Did you look at e.g., 'out = pkg ("describe")'?
The result is another seemingly (to me) needlessly complicated datastructure: a cell array of structs, each of such a struct again containing some fields comprising cell arrays of structs. E.g., a small part of the zeromq entry of above command's output in my mxe-octave installation:

:
  [1,48] =
    scalar structure containing the fields:
      name = zeromq
      version = 1.5.0
      description = ZeroMQ bindings for GNU Octave
      depends =
      {
        [1,1] =
          scalar structure containing the fields:
            package = octave
            operator = >=
            version = 4.0.0
      }
      provides =
      {
        [1,1] =
          scalar structure containing the fields:
            category = ZeroMQ overview
            functions =
            {
              [1,1] = zeromq
            }
:
:

Your wish to keep a flat data structure triggers my curiosity: what is the use case of having a flat output structure?
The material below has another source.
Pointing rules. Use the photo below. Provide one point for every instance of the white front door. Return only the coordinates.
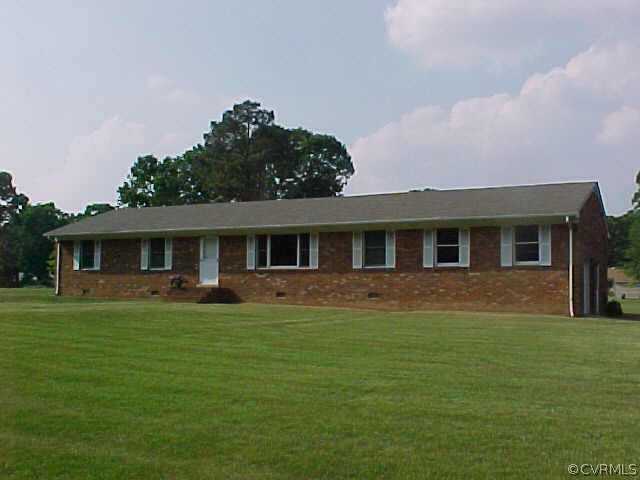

Why is that needed? IMO any user who needs to access pkg.m's output should be proficient enough to grasp nested data structure.

Anyway, no fear, I'm not planning to start hacking deeply into pkg.m soon. I'm just investigating, ATM just out of curiosity.

When and if the time comes it's easy to leave the output package info cellstructs as they are and add translation routines from a programmatically more manageable data struct.